Be closest to the user and make the best AI Agent.

Authors: shiyun, Zhang Yongyi

AI Agent’s “GPT moment”, Manus awakened the entire AI circle插图

The saying that 2025 is the first year of AI Agents was fulfilled in the early morning of March 6, Beijing time.

“After DeepSeek, another sleepless night in the technology circle.”

Many users commented this on social media.

Everyone stayed up all night, using the invitation code only for one of the products, which was the world’s first AI Agent product “Manus” developed by Monica.im

According to the team,”Manus” is a truly autonomous AI agent that can solve various complex and changeable tasks. Unlike traditional AI assistants, Manus can not only provide suggestions or answers, but also directly deliver complete task results.

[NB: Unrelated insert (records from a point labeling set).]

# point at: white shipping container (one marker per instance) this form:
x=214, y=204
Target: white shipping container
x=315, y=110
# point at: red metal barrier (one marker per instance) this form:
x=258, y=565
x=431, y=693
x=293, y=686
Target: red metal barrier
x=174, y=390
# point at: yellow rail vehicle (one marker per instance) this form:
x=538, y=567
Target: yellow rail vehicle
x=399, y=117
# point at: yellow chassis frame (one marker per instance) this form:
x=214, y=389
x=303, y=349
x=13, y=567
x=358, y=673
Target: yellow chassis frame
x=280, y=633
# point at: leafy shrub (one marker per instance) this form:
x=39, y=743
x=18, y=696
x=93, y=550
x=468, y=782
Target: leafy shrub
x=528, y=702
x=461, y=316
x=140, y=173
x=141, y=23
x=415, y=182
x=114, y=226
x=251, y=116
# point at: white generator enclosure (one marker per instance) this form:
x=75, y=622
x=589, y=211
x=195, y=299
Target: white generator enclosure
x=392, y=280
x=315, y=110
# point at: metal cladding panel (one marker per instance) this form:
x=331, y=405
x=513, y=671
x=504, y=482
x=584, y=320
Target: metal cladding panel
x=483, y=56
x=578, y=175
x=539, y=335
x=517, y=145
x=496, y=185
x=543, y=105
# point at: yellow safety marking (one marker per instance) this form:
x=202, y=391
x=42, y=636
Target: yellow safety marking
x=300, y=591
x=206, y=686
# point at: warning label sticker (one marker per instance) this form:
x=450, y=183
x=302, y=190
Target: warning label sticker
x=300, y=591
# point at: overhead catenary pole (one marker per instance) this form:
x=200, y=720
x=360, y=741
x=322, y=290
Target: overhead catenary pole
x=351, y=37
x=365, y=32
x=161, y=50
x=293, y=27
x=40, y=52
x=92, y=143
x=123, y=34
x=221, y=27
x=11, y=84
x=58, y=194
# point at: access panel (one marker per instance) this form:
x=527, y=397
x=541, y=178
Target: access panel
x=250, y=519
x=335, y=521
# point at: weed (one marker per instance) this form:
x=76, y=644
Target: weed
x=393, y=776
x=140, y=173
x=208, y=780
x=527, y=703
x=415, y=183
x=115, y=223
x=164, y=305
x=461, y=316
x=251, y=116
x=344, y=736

AI Agent’s “GPT moment”, Manus awakened the entire AI circle插图1

Manus’s introduction video is only 4 minutes long, but it is amazing

Photo source: Monica.im

As the name “Manus” implies, it symbolizes “hand” in Latin. In other words, knowledge must not only be in the mind, but also be able to be executed with hands. This is the essential advancement of Agent and AI Bot products.

Where is the Manus cow? The most intuitive thing is to look at the use cases displayed on the official website and the spontaneous display of users. The Geek Park section is organized as follows:

Travel planning: Not only does it integrate travel information, it also creates customized travel manuals for users. For example, users plan their April trip to Japan and provide personalized travel advice and detailed manuals.

Stock analysis: Conduct in-depth stock analysis and design visually attractive dashboards to showcase comprehensive stock insights. For example, conduct in-depth analysis of Tesla stock and create visual dashboards.

Educational content creation: Create video presentation materials for middle school teachers to explain complex concepts such as the Momentum Theorem and help teachers teach more effectively.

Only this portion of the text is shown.